DCAgent/a1-codeforces: Fine-tuned for Codeforces Tasks
DCAgent/a1-codeforces is an 8 billion parameter model derived from the Qwen3-8B architecture. It has been specifically fine-tuned using the DCAgent/codeforces-sandboxes-1_10k_glm_4.7_traces_jupiter dataset, suggesting a specialization in understanding and generating code solutions or analyses within competitive programming contexts, particularly those found on platforms like Codeforces.
Key Capabilities
- Specialized Code Understanding: Optimized for processing and interpreting programming problems and solutions, likely within a competitive programming framework.
- Contextual Processing: Benefits from a 32768 token context length, enabling it to handle extensive code blocks, problem descriptions, and execution traces.

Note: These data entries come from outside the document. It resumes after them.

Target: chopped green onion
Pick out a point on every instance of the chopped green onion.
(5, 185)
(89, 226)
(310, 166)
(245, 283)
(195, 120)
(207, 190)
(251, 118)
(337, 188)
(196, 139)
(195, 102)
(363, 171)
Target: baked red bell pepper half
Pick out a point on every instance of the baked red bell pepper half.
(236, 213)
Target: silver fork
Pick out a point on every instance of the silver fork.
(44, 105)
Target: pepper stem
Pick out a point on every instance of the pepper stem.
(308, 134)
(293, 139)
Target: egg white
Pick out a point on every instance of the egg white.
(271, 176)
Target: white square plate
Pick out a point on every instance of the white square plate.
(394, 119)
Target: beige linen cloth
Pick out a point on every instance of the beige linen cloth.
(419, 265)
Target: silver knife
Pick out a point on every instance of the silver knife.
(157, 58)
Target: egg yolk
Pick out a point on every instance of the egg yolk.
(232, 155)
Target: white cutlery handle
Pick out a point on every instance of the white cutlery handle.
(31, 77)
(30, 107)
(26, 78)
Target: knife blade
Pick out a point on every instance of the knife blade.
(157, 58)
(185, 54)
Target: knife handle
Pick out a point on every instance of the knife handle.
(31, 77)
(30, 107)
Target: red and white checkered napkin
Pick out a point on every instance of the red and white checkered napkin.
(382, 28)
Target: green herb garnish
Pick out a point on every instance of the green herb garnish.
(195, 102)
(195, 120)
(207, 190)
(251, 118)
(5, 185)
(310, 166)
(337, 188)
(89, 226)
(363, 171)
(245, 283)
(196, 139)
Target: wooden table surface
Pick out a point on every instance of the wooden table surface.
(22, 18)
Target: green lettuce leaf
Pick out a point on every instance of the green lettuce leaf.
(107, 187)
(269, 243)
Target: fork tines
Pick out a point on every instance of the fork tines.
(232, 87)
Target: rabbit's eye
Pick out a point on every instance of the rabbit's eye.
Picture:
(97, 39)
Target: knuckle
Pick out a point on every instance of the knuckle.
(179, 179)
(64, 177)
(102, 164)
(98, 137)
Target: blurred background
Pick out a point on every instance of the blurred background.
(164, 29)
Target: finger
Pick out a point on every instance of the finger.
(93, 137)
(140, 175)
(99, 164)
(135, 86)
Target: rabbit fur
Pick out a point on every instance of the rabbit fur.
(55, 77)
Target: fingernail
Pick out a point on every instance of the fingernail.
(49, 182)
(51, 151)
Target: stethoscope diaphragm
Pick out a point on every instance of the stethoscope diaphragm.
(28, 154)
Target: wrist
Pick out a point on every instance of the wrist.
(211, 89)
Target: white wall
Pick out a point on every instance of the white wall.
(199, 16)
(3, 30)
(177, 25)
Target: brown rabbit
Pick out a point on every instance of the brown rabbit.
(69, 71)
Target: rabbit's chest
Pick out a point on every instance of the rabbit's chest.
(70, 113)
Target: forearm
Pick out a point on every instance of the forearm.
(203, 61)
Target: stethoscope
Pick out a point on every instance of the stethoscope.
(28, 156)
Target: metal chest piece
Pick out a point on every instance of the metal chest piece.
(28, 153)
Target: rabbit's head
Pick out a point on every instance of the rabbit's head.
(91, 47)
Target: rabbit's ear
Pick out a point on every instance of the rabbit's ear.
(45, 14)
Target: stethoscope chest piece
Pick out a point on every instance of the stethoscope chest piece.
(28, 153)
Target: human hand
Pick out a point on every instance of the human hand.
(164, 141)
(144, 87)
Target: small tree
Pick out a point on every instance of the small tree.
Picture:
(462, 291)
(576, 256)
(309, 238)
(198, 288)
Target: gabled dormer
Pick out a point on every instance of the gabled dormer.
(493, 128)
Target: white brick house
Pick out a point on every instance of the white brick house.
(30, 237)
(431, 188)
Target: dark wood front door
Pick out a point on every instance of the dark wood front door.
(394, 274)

- Fine-tuned Performance: Leverages a targeted dataset to enhance performance on tasks relevant to code generation, debugging, or analysis in sandbox environments.
Training Details
The model was trained with a learning rate of 4e-05, a total batch size of 16, and utilized a cosine learning rate scheduler with a 0.1 warmup ratio over 7 epochs. The training environment included 16 GPUs, using an AdamW optimizer.
Good For
- Developers and researchers working on AI for competitive programming.
- Applications requiring code generation or analysis in constrained, sandbox-like environments.
- Tasks involving understanding and responding to complex programming challenges.